When vLLM — and how to price a token
vLLM is the right default for high-throughput datacenter-GPU serving where you want OpenAI-compatible endpoints and broad model coverage without a build step. The alternatives carve out real niches:
- TGI (Text Generation Inference): tight Hugging Face ecosystem fit; it adopted continuous batching and paged/flash attention too, so the gap narrowed.
- SGLang: RadixAttention (prefix sharing via a radix tree) and a strong structured-generation/programming model — often the pick for agent workloads dense with shared prefixes and constrained decoding.
- TensorRT-LLM: can be the fastest on NVIDIA hardware via compiled engines, at the cost of a build step and less flexibility; usually paired with Triton Inference Server.
- llama.cpp: the answer for CPU, Apple Silicon, consumer GPUs, and GGUF/edge single-user inference — not a throughput server for A100/H100 fleets.

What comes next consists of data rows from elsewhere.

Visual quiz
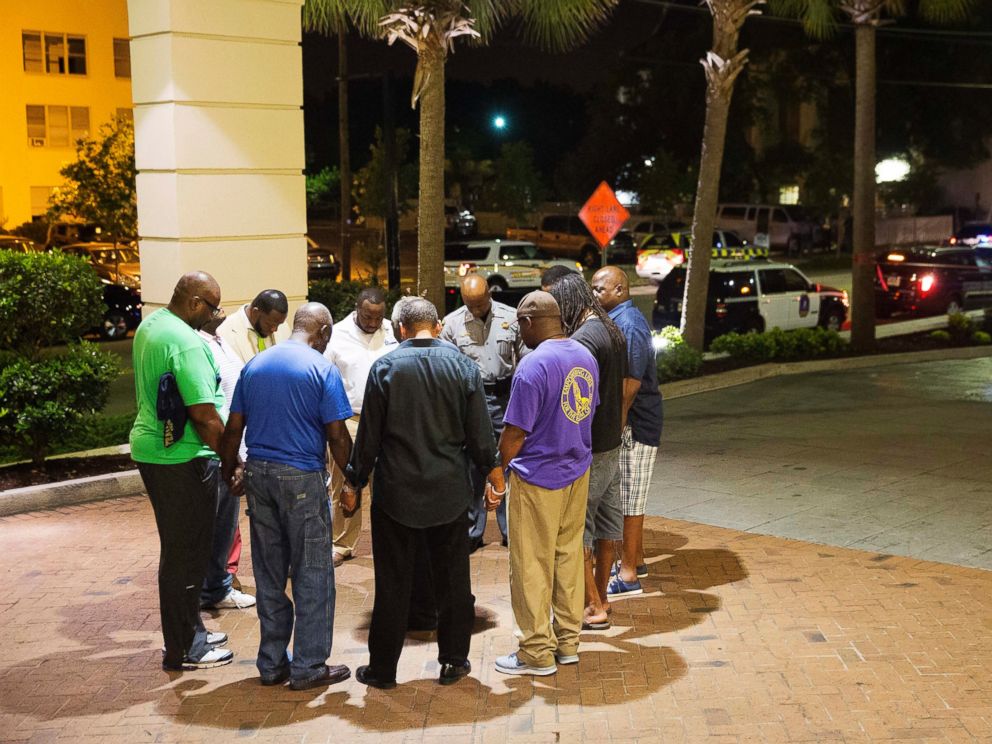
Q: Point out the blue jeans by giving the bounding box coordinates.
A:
[245,460,334,682]
[200,477,241,607]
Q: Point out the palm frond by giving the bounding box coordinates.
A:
[512,0,618,52]
[768,0,837,39]
[920,0,976,23]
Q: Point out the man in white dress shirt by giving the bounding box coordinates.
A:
[324,287,397,566]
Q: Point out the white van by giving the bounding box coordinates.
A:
[716,204,823,256]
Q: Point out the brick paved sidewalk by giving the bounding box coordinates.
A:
[0,499,992,744]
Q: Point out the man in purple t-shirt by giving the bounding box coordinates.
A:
[486,291,599,675]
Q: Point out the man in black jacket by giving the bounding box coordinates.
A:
[342,298,506,689]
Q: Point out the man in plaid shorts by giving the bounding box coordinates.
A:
[592,266,662,599]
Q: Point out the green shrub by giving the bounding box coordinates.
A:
[710,326,848,363]
[947,313,978,344]
[0,251,103,356]
[653,326,703,382]
[307,279,400,323]
[0,342,120,465]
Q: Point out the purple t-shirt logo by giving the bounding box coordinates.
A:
[561,367,596,424]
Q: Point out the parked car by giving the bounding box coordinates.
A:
[444,204,479,238]
[715,204,830,256]
[634,230,748,283]
[307,235,341,282]
[46,222,103,249]
[947,222,992,246]
[61,243,141,292]
[506,214,602,269]
[97,284,141,341]
[627,218,689,245]
[0,235,38,253]
[444,239,582,293]
[652,259,848,344]
[875,246,992,318]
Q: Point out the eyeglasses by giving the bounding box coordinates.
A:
[193,295,221,318]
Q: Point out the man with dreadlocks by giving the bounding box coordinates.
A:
[552,274,627,630]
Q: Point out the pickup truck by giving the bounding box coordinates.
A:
[506,214,601,269]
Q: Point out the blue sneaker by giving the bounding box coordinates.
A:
[610,561,648,579]
[496,654,558,677]
[606,576,644,599]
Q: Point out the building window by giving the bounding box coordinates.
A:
[31,186,53,217]
[21,31,45,72]
[25,106,90,147]
[114,39,131,78]
[21,31,86,75]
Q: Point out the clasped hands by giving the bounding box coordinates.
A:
[485,466,510,511]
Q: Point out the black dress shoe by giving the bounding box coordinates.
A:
[289,664,351,691]
[355,664,396,690]
[437,661,472,685]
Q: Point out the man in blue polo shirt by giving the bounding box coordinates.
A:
[222,302,354,690]
[592,266,662,599]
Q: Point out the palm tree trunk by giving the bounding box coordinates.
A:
[682,90,732,351]
[417,48,445,316]
[338,28,351,281]
[851,23,876,352]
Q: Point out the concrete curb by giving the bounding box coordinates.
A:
[0,470,145,517]
[661,346,992,400]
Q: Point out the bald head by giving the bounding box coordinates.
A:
[169,271,220,330]
[292,302,333,354]
[589,266,630,312]
[462,274,493,320]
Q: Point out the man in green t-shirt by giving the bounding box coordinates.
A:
[131,271,234,671]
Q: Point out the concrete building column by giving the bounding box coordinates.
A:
[128,0,307,314]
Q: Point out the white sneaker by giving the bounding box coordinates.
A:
[204,589,255,610]
[496,654,558,677]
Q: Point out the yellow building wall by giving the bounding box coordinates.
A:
[0,0,132,229]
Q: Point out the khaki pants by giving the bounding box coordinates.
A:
[327,416,372,557]
[506,470,589,667]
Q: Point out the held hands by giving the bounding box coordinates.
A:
[340,482,362,517]
[485,468,510,511]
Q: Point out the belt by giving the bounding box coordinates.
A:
[483,377,513,395]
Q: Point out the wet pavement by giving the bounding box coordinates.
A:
[0,359,992,744]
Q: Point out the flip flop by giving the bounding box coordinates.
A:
[582,620,610,630]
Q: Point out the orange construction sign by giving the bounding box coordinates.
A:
[579,181,630,248]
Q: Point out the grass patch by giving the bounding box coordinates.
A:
[0,411,134,465]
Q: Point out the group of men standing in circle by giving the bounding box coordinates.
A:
[132,267,662,689]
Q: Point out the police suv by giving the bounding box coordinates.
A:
[652,259,848,344]
[444,239,582,293]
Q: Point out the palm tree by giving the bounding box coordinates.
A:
[682,0,763,350]
[303,0,618,311]
[770,0,974,352]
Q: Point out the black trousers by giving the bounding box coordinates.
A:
[369,499,475,681]
[138,457,220,666]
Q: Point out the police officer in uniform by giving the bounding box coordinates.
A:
[441,274,524,552]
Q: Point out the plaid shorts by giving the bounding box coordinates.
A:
[620,426,658,517]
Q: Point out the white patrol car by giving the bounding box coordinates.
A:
[444,239,582,293]
[652,259,848,343]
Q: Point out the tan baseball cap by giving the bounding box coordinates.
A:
[517,289,561,318]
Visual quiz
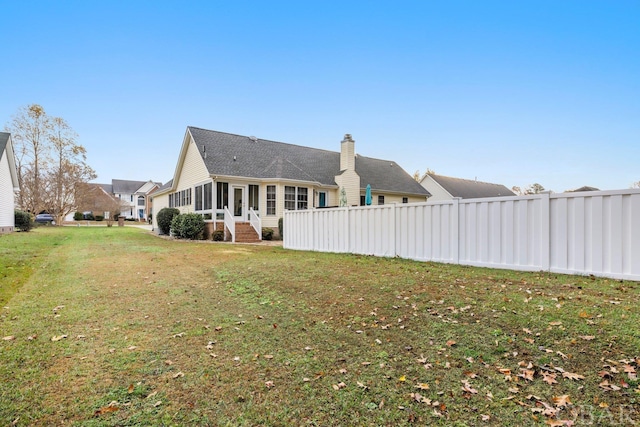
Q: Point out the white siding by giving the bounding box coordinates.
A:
[420,175,453,202]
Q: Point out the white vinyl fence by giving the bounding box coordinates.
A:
[283,190,640,281]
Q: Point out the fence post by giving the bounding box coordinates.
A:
[451,197,460,264]
[540,191,551,271]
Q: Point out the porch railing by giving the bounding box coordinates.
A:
[249,208,262,240]
[224,206,236,243]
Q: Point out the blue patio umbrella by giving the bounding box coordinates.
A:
[364,184,372,206]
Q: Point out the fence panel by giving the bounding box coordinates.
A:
[284,190,640,280]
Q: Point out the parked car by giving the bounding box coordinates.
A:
[36,214,55,224]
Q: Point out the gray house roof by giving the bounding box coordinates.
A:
[188,126,429,197]
[427,173,515,199]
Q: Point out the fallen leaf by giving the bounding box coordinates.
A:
[518,369,536,381]
[553,394,571,408]
[542,372,558,385]
[562,372,584,381]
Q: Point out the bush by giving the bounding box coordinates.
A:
[13,210,35,231]
[156,208,180,234]
[262,227,273,240]
[171,213,204,240]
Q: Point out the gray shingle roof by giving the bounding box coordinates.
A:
[428,173,515,199]
[188,126,429,196]
[111,179,147,194]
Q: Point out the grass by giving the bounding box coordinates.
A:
[0,227,640,426]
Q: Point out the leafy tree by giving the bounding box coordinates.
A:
[5,104,51,214]
[156,208,180,234]
[5,104,96,224]
[413,168,435,182]
[45,117,96,224]
[511,183,545,196]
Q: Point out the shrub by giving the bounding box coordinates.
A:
[156,208,180,234]
[262,227,273,240]
[171,213,204,240]
[13,210,35,231]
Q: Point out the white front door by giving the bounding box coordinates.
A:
[233,186,247,221]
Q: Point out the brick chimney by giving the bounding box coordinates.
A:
[340,133,356,171]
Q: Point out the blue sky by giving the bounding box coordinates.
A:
[0,0,640,192]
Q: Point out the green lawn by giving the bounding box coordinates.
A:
[0,227,640,426]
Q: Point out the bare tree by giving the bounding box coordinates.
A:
[5,104,51,214]
[511,183,545,196]
[413,168,435,182]
[5,104,96,224]
[46,117,96,224]
[78,184,127,227]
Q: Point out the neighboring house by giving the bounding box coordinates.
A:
[153,127,429,241]
[103,179,162,221]
[0,132,20,234]
[420,173,515,202]
[565,185,600,193]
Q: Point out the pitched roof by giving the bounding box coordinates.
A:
[188,126,429,196]
[567,185,600,193]
[427,173,515,199]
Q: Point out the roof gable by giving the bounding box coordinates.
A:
[427,173,515,199]
[187,126,429,196]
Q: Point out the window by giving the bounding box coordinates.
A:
[298,187,309,210]
[318,191,327,208]
[267,185,276,215]
[248,184,260,212]
[194,185,202,211]
[284,186,309,211]
[284,186,296,211]
[216,182,229,209]
[203,183,213,211]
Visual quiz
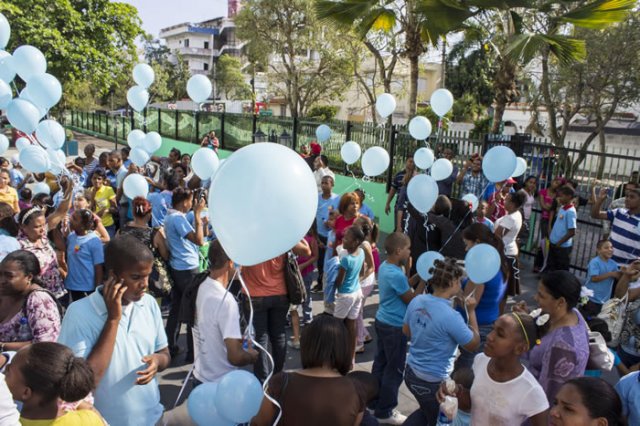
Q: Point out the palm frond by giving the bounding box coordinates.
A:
[559,0,637,29]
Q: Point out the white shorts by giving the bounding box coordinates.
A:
[333,289,362,320]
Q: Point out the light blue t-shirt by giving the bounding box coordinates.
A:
[147,191,172,228]
[376,261,410,327]
[338,248,364,294]
[316,192,340,237]
[164,210,200,271]
[404,294,473,382]
[616,371,640,425]
[58,287,167,426]
[549,206,578,247]
[64,232,104,291]
[585,256,620,305]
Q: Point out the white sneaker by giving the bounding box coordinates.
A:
[376,410,407,425]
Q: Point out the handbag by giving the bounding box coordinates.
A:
[597,293,629,348]
[284,252,307,305]
[587,330,614,371]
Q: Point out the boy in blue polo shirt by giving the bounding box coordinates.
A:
[546,185,578,271]
[369,232,425,424]
[58,235,171,426]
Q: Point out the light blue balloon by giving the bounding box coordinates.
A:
[191,148,220,180]
[122,174,149,200]
[416,251,444,281]
[316,124,331,143]
[133,64,156,89]
[13,45,47,83]
[7,99,40,135]
[0,50,16,84]
[0,13,11,49]
[187,74,213,104]
[129,148,151,167]
[0,80,13,109]
[464,244,500,284]
[482,145,518,182]
[216,370,263,423]
[0,133,9,155]
[36,120,66,150]
[409,115,431,140]
[29,73,62,109]
[187,382,235,426]
[407,174,438,214]
[127,86,149,112]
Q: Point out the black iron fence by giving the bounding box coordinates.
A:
[64,108,640,273]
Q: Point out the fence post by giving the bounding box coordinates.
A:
[291,115,298,151]
[386,124,396,192]
[175,110,180,140]
[220,112,225,149]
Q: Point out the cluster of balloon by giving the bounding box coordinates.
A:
[208,143,318,266]
[187,370,263,426]
[127,129,162,167]
[127,64,156,112]
[0,14,66,174]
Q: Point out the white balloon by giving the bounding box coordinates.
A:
[409,115,431,140]
[511,157,527,177]
[0,133,9,155]
[142,132,162,155]
[209,143,318,266]
[462,194,479,212]
[36,120,67,150]
[127,129,146,149]
[361,146,390,176]
[133,64,156,89]
[430,89,453,117]
[431,158,453,180]
[376,93,396,118]
[407,174,438,214]
[413,148,436,170]
[191,148,220,180]
[340,141,362,164]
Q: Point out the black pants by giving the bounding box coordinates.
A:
[165,268,198,356]
[545,245,573,271]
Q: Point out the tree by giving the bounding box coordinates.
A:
[0,0,143,101]
[235,0,351,117]
[214,55,251,100]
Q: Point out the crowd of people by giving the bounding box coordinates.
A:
[0,138,640,426]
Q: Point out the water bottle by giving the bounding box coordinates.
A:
[18,317,33,342]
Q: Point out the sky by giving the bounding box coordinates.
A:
[119,0,227,37]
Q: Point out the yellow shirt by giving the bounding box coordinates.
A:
[0,186,20,213]
[94,185,116,227]
[20,410,104,426]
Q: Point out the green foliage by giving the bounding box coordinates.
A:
[215,55,252,100]
[0,0,143,103]
[307,105,338,121]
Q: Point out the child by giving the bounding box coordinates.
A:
[581,240,622,316]
[369,232,425,424]
[64,209,104,302]
[474,200,494,233]
[58,235,171,426]
[471,312,549,426]
[546,185,578,271]
[2,342,104,426]
[333,226,365,359]
[287,222,318,349]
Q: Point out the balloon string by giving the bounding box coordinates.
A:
[234,266,282,425]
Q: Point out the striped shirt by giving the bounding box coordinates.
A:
[607,208,640,265]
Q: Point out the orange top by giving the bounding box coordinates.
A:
[242,254,287,297]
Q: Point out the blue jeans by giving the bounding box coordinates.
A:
[404,365,440,426]
[244,296,289,382]
[369,319,407,419]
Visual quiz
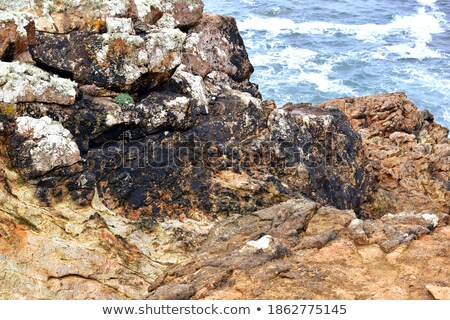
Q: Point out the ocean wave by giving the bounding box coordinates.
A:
[238,0,447,60]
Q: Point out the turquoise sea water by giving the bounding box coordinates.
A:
[204,0,450,127]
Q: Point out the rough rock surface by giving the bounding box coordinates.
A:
[0,0,203,34]
[9,117,81,178]
[0,11,34,62]
[319,93,450,217]
[0,61,77,105]
[148,199,450,300]
[183,13,253,82]
[0,0,450,299]
[31,29,185,91]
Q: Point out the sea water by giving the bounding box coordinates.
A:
[204,0,450,127]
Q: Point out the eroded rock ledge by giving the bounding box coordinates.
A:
[0,0,450,299]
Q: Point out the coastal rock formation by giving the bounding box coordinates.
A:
[318,93,450,217]
[0,0,450,299]
[9,117,81,178]
[148,199,450,300]
[0,0,203,34]
[0,11,34,62]
[31,29,185,91]
[183,13,253,82]
[0,61,77,105]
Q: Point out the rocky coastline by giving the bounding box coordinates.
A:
[0,0,450,299]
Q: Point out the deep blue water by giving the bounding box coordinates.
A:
[204,0,450,127]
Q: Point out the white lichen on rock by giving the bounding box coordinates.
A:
[16,117,81,175]
[0,11,34,36]
[146,29,186,72]
[0,62,77,105]
[172,65,209,110]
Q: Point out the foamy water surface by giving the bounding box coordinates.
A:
[204,0,450,127]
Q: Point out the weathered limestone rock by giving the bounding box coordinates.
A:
[319,93,450,217]
[183,13,253,82]
[10,117,81,178]
[427,285,450,300]
[31,29,185,92]
[0,11,34,62]
[148,198,450,299]
[0,158,211,300]
[168,0,204,27]
[0,0,203,34]
[0,61,77,105]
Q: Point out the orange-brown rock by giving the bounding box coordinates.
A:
[319,93,450,217]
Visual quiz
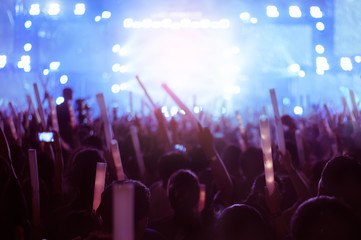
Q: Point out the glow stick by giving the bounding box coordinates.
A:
[33,83,46,129]
[96,93,113,150]
[198,184,206,212]
[113,184,134,240]
[270,88,286,155]
[259,115,275,195]
[296,129,305,166]
[162,83,199,125]
[28,149,40,226]
[110,139,125,181]
[26,94,41,123]
[129,126,145,176]
[135,76,157,110]
[93,162,107,211]
[49,96,59,133]
[7,117,18,141]
[350,89,359,119]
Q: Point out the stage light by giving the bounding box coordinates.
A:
[55,97,64,105]
[282,98,291,106]
[288,6,302,18]
[266,6,280,17]
[298,70,306,77]
[340,57,352,71]
[29,3,40,15]
[24,20,33,28]
[112,44,120,53]
[293,106,303,116]
[239,12,251,21]
[60,75,68,84]
[74,3,85,15]
[315,44,325,54]
[249,18,258,24]
[287,63,301,72]
[24,43,32,52]
[316,22,325,31]
[102,11,112,19]
[112,63,120,72]
[49,62,60,71]
[310,6,323,18]
[112,84,120,93]
[0,55,7,68]
[355,56,361,63]
[48,3,60,16]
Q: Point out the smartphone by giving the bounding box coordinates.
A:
[38,132,54,142]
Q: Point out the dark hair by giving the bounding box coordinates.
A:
[291,196,361,240]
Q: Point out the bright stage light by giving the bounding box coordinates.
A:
[355,56,361,63]
[60,75,68,84]
[293,106,303,116]
[315,44,325,54]
[298,70,306,77]
[49,62,60,71]
[239,12,251,21]
[24,43,32,52]
[0,55,7,68]
[102,11,112,19]
[55,97,64,105]
[74,3,85,15]
[112,84,120,93]
[24,20,32,28]
[340,57,353,71]
[288,6,302,18]
[29,3,40,15]
[316,22,325,31]
[310,6,323,18]
[266,6,280,17]
[287,63,301,73]
[48,3,60,16]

To reason about cost per token, ignore the sticker latency and compute it from saturated throughput at your latency SLO: cost/token ≈ (GPU $/hr) / (output tokens/sec sustained within your TTFT and ITL budget). Continuous batching and paged memory are exactly the machinery that pushes the denominator up — more sequences amortize the fixed bandwidth cost of streaming weights each step, dragging you from the memory-bound regime toward compute-bound, where each GPU-second produces the most tokens. That is the whole game, and also the whole tradeoff: the cheapest token comes from a packed batch, and a packed batch is the thing that lengthens any single request’s tail. Pick the batch size that sits at your SLO, not the one that maxes the throughput chart, and re-benchmark when the model, context length, or traffic shape changes — because all three move the curve.
The bottom line
vLLM’s durable idea is reframing serving as memory management: page the KV cache, schedule at the token, share what you can, and evict under pressure. PagedAttention and continuous batching are co-dependent and together account for most of the throughput most teams will ever get from a single config change. Treat the rest — quantization, speculation, disaggregation, the exact flag names — as a fast-moving surface to benchmark, not a spec sheet to trust. And keep one number on the wall: the per-request latency you’re spending to buy each marginal token of throughput. That trade, not any leaderboard, is what you’re actually tuning.